ROUGH CUT (NO REPORTER NARRATION) The Federal Reserve held interest rates steady on Wednesday and its policymakers abandoned projections for further rate hikes this year as the U.S. central bank flagged an expected slowdown in the economy.

In a major shift in its perspective, the Fed also now expects to raise borrowing costs only once more through 2021, and no longer anticipates the need to guard against inflation with restrictive monetary policy.

After a two-day policy meeting that sealed the switch to a less aggressive posture, the Fed also said it would slow the monthly reduction of its holdings of Treasury bonds from up to $30 billion to up to $15 billion beginning in May.

It said it would end its balance sheet runoff in September provided the economy and money market conditions evolved as expected.
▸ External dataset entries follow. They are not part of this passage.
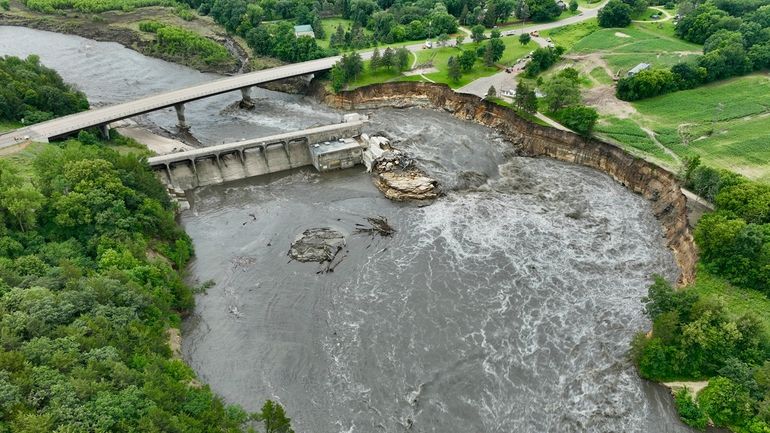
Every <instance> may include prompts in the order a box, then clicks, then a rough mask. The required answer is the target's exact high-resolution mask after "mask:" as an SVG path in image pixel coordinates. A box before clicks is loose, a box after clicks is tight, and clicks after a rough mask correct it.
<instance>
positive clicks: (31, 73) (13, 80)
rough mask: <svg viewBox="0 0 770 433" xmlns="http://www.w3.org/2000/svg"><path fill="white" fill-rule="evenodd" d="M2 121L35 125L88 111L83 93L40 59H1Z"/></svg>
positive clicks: (85, 97) (35, 56) (38, 58)
mask: <svg viewBox="0 0 770 433" xmlns="http://www.w3.org/2000/svg"><path fill="white" fill-rule="evenodd" d="M0 81H2V83H3V86H2V87H0V122H14V123H21V124H32V123H37V122H42V121H44V120H49V119H52V118H54V117H57V116H64V115H67V114H72V113H76V112H78V111H83V110H87V109H88V100H87V99H86V97H85V95H84V94H83V93H82V92H79V91H77V90H75V89H73V88H72V86H70V85H69V84H67V83H65V82H64V80H62V78H61V76H59V74H58V73H57V72H56V71H54V70H53V69H49V68H47V67H45V66H43V65H42V64H41V63H40V58H39V57H37V56H29V57H27V58H26V59H20V58H18V57H12V56H6V57H0Z"/></svg>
Redemptions of mortgage-backed securities would at that point be reinvested in Treasuries up to as much as $20 billion per month, moving the Fed generally towards a Treasuries-only approach to its assets.

The combined announcements mean that, after tightening monetary policy with two levers at once over the past year, the Fed is now pausing on both fronts to adjust to weaker global growth and a somewhat weaker outlook for the U.S. economy.

Benchmark U.S. stock market indexes swung higher after the Fed's statement was released, and key Treasury security yields dropped to the lowest since early January.

The dollar weakened broadly against major trading partners' currencies.

"The Fed exceeded markets' dovish expectations, which took a toll on the greenback," said Joe Manimbo, senior market analyst at Western Union Business Solutions in Washington.

"The Fed did a big about-face on policy.

The fact that the Fed threw in the towel on a 2019 rate hike was particularly dovish." Updated quarterly economic projections released by the Fed showed weakening on all fronts compared to the forecasts from December, with unemployment expected to be slightly higher this year, inflation edging down, and economic growth lower as well.

"Growth of economic activity has slowed from its solid rate in the fourth quarter," the Fed said in a policy statement that kept its benchmark overnight lending rate, or federal funds rate, in a range of 2.25 percent to 2.50 percent.

"Recent indicators point to slower growth of household spending and business fixed investment in the first quarter ... overall inflation has declined." Nonetheless, the committee said it viewed "sustained" growth as the most likely outcome.

Fed policymakers project gross domestic product growth to slow to 2.1 percent this year from the previous forecast of 2.3 percent, while the unemployment rate is forecast at 3.7 percent, slightly higher than the December projection.

Inflation for the year is now seen at 1.8 percent, compared to the Fed's forecast in December of 1.9 percent.